TCS Daily

Art in Space

By Haydn Shaughnessy - March 18, 2005 12:00 AM

With recent breakthroughs in space travel -- the $10 million X-Prize, an award for flying a commercial re-entry craft into space and back, was won by SpaceShipOne in September 2004 -- imagining the role of human beings in a different world, or a new dimension, is now a serious endeavour. And in Budapest this week scientists, policy makers and artists are meeting at the first International Astronautic Academy conference to discuss what impact space, space travel, space technology and the concept of space, are having, and will have, on society at large. Space is beginning to buzz.

"Space challenges our sense of what is seen, heard or known," says artist Richard Clar, who helps organise artist-scientist workshops under the auspices of the European Space Agency and is a key figure behind the Budapest conference.

In a knowledge society our ignorance of space and what's out there presents one of the most exciting challenges to our information dense society. It's no coincidence that space travel has recently attracted some of the brightest Internet and IT entrepreneurs. According to, a website for space related news, Amazon founder Jeff Bezos is currently planning a launch site at his spread in Texas. X-Prize winning Monjave Aerospace is backed by Microsoft co-founder Paul Allen.

Space is no longer the preserve of scientists, legions of support teams and government dollars. It is emerging under the impetus given by entrepreneurs whose collective savvy created a global network of information, interaction and exchange called the World Wide Web.

The inclusion of artists in what is apparently a fundamentally technological domain might seem strange but the role of the artist in interpreting and confronting the mysteries of space has been a regular feature of space endeavour.

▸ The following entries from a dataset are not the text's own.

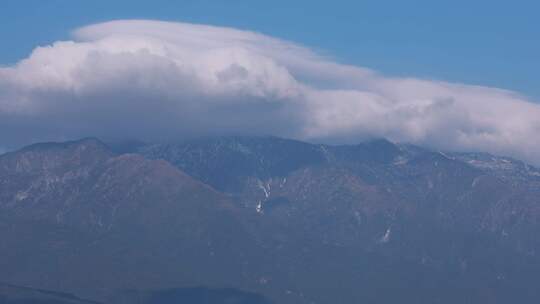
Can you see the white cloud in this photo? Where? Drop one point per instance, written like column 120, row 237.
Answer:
column 160, row 80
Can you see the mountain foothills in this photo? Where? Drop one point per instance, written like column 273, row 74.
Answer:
column 266, row 220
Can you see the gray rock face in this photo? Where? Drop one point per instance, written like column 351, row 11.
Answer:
column 297, row 222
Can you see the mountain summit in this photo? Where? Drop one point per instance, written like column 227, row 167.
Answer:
column 269, row 219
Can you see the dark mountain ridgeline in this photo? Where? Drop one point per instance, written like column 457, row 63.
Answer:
column 300, row 223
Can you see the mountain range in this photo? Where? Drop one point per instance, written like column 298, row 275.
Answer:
column 266, row 220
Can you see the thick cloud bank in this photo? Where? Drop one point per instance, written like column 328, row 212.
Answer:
column 160, row 80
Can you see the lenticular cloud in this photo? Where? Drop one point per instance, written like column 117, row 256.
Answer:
column 160, row 80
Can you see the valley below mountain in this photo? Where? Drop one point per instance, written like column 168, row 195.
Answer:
column 267, row 220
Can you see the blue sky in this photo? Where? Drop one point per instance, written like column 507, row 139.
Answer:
column 493, row 43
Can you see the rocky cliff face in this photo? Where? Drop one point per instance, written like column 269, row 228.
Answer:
column 296, row 222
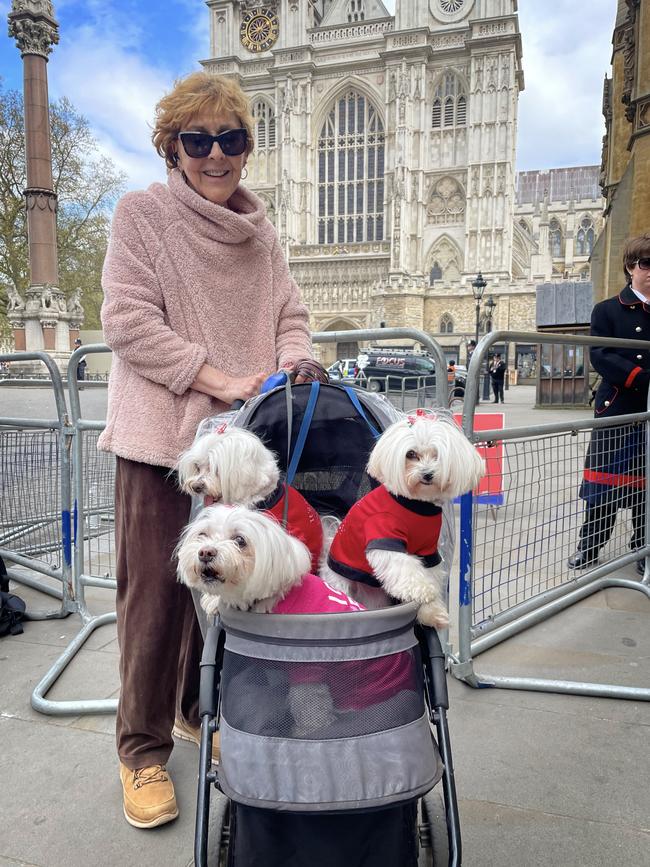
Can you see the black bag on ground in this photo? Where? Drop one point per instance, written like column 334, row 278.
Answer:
column 12, row 607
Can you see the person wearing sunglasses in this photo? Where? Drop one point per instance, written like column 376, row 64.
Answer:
column 199, row 308
column 614, row 475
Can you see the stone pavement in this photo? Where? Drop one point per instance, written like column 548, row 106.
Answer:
column 541, row 778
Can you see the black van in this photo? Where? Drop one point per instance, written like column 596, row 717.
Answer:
column 395, row 369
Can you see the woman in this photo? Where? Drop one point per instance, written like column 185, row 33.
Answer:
column 614, row 474
column 199, row 309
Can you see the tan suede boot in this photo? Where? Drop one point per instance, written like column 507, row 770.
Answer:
column 149, row 798
column 185, row 732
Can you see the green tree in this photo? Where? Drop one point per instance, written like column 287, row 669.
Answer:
column 87, row 185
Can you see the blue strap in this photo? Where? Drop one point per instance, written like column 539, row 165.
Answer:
column 357, row 405
column 304, row 430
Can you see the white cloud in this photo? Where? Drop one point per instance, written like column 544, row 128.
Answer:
column 565, row 57
column 116, row 91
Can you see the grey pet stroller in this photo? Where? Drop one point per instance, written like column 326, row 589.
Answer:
column 353, row 784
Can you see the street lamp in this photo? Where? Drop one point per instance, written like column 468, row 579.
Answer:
column 478, row 288
column 490, row 304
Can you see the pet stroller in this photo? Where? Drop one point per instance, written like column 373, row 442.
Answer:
column 354, row 788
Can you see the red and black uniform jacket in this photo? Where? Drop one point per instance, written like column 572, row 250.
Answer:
column 616, row 456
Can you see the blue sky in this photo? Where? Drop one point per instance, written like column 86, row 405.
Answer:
column 116, row 58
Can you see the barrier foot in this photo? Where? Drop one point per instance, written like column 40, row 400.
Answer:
column 77, row 707
column 465, row 671
column 568, row 687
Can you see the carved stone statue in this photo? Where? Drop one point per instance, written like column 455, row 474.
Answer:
column 47, row 298
column 14, row 299
column 74, row 302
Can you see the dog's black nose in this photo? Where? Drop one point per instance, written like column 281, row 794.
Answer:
column 206, row 554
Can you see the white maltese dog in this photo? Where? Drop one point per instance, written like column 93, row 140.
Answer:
column 234, row 467
column 245, row 559
column 387, row 545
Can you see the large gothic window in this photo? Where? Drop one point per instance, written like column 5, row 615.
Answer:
column 585, row 237
column 435, row 273
column 555, row 239
column 449, row 107
column 351, row 173
column 264, row 126
column 356, row 10
column 446, row 324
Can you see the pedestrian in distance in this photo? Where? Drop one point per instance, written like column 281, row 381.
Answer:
column 614, row 474
column 199, row 309
column 82, row 363
column 497, row 375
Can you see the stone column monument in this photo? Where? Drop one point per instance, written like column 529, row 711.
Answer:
column 43, row 320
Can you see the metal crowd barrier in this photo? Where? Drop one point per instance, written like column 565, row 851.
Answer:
column 513, row 571
column 61, row 516
column 35, row 497
column 512, row 566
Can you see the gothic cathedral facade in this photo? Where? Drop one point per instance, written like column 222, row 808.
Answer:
column 385, row 152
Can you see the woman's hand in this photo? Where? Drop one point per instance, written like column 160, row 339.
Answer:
column 306, row 370
column 226, row 388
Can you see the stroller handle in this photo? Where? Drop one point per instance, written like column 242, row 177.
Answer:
column 437, row 669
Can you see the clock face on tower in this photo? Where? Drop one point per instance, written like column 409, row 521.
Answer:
column 259, row 29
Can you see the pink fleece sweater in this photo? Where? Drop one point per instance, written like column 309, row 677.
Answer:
column 188, row 282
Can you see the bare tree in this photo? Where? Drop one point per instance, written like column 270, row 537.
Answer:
column 87, row 185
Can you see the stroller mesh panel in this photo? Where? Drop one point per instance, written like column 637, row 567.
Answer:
column 330, row 490
column 321, row 700
column 331, row 473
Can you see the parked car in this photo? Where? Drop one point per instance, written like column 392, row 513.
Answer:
column 394, row 369
column 459, row 381
column 343, row 370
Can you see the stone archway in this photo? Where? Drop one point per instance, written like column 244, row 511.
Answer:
column 330, row 352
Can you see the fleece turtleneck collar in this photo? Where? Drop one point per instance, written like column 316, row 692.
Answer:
column 231, row 225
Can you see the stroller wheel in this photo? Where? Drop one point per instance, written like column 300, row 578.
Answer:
column 432, row 827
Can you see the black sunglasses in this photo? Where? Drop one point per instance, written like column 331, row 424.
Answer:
column 199, row 144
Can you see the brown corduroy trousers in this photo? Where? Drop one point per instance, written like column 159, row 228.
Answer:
column 157, row 628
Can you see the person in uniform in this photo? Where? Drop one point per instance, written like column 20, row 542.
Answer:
column 614, row 474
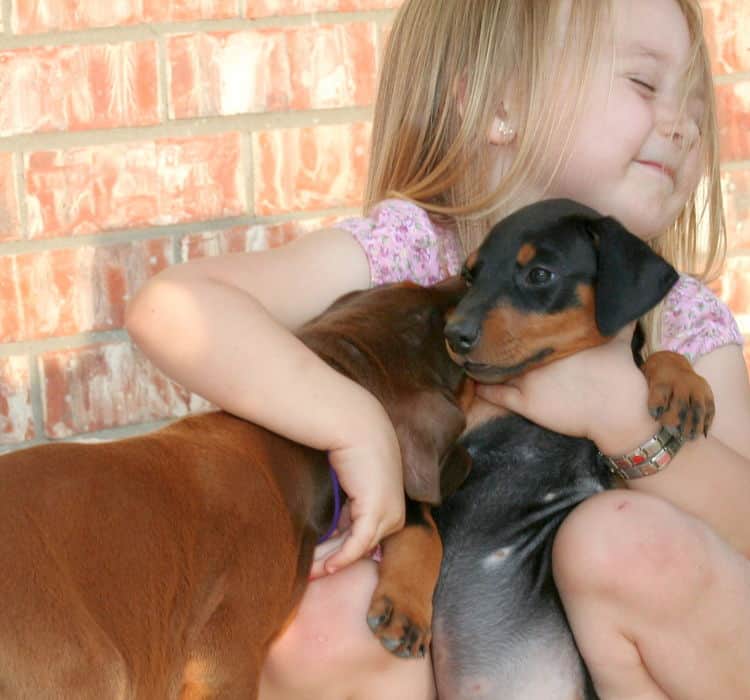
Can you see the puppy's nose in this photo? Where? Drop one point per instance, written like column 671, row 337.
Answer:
column 462, row 335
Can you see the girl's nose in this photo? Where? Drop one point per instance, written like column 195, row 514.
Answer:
column 674, row 123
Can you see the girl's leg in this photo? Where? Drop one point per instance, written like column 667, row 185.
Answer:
column 329, row 653
column 659, row 604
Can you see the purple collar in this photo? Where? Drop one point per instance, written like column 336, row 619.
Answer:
column 336, row 506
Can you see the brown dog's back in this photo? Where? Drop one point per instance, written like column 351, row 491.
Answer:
column 165, row 522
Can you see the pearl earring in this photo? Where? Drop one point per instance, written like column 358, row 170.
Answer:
column 505, row 132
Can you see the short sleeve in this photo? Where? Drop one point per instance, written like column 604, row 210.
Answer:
column 695, row 321
column 402, row 243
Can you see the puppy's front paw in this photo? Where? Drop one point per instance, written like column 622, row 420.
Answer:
column 401, row 628
column 678, row 397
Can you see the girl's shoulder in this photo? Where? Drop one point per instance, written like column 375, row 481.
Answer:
column 695, row 321
column 402, row 243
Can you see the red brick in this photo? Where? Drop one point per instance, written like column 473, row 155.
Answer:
column 734, row 120
column 30, row 16
column 11, row 304
column 188, row 10
column 272, row 69
column 16, row 419
column 310, row 168
column 85, row 190
column 270, row 8
column 106, row 386
column 736, row 185
column 9, row 218
column 78, row 87
column 243, row 239
column 727, row 27
column 78, row 290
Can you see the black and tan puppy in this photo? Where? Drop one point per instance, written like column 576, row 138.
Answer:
column 552, row 279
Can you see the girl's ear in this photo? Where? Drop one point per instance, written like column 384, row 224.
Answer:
column 502, row 132
column 631, row 278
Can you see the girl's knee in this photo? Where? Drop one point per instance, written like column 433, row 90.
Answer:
column 635, row 550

That's due in part to a long standing relationship between astronautic scientists and artists. Clar, an early pursuer of art in space and now a corresponding member of the International Astronautic Academy, launched his first space-art project back in the mid 1980s under a NASA program called Getaway Specials. As long as an artwork could also qualify as a scientific experiment, NASA was prepared back then to take a limited number of them on its payload. Clar's first Getaway Special was a satellite transponder that emitted Dolphin sounds into space.

Other experiments, conducted by artists like Joseph MacShane included capturing the space atmosphere in a glass ball (using the vacuum effect of space to seal the atmosphere in, and firing an electron gun at the earth's upper atmosphere to create aurora.

The most significant aspect of the current space race is that human beings have once again extended their reach and capabilities beyond the obvious boundaries set by nature. Space is set to be a mass experience. We can all, soon, get a chunk of it. That dramatic moment when a highly trained astronaut caught site of planet earth in its entirety will be available to the many. What can the artist contribute to the experience?

"Space is 92% dark matter," says Clar, "And we don't know what that is, so space is a great unknown and art has a role in revealing what we don't know."

This is the challenge for our aesthetic and intellectual senses. We are entering a dimension full of unknowns. On the practical level, the unknown of how many accidents and small disasters the popular conquest of space will leave us with. But also the bigger philosophical questions: If human beings are able to escape the earth, temporarily, what does it mean for our commitment to political problem solving? If we are out there, what else might be?

Clar's next experimental space art work is a musical composition, a dance and the dancer's skeletal form captured as a series of tiny data sets, which together comprise a future discovery for an alien life force. Why?

"It came about after a chance remark from a scientist at NASA," says Clar, "who asked, 'if we are to communicate with another culture, how can we make unambiguous statements?'" And this was the challenge that the artist took up. The project is called the New Butoh Space Dance, an experiment in inter-stellar communications (Butoh is a Japanese dance form).

The inter-stellar message shows a non-human recipient that human beings create music, respond physically to it in a rhythmic way, are skeletal in form, and have various physical capabilities and limitations.

Another Clar project is the Collision II conceptual art work, what Clar subtitles: An Orbital Debris Constellation Sculpture. Clar has selected 192 pieces of space debris from the 13,000 objects tracked by the US Space Command. Working with the US Naval Research laboratory, Clar simulated the presence of these objects against the backdrop of all space debris in earth orbit. The simulation is fleeting. The pieces, after all, are in constant movement.

That means the 192 pieces of Constellation II can only be seen when the Navy simulate their presence again, an effort that takes place every two years.

The work is so ephemeral that it encapsulates perfectly our relationship with space, previously amorphous but intermittently taking shape. The question now is how we can understand it as a concrete reality and what changes when we do.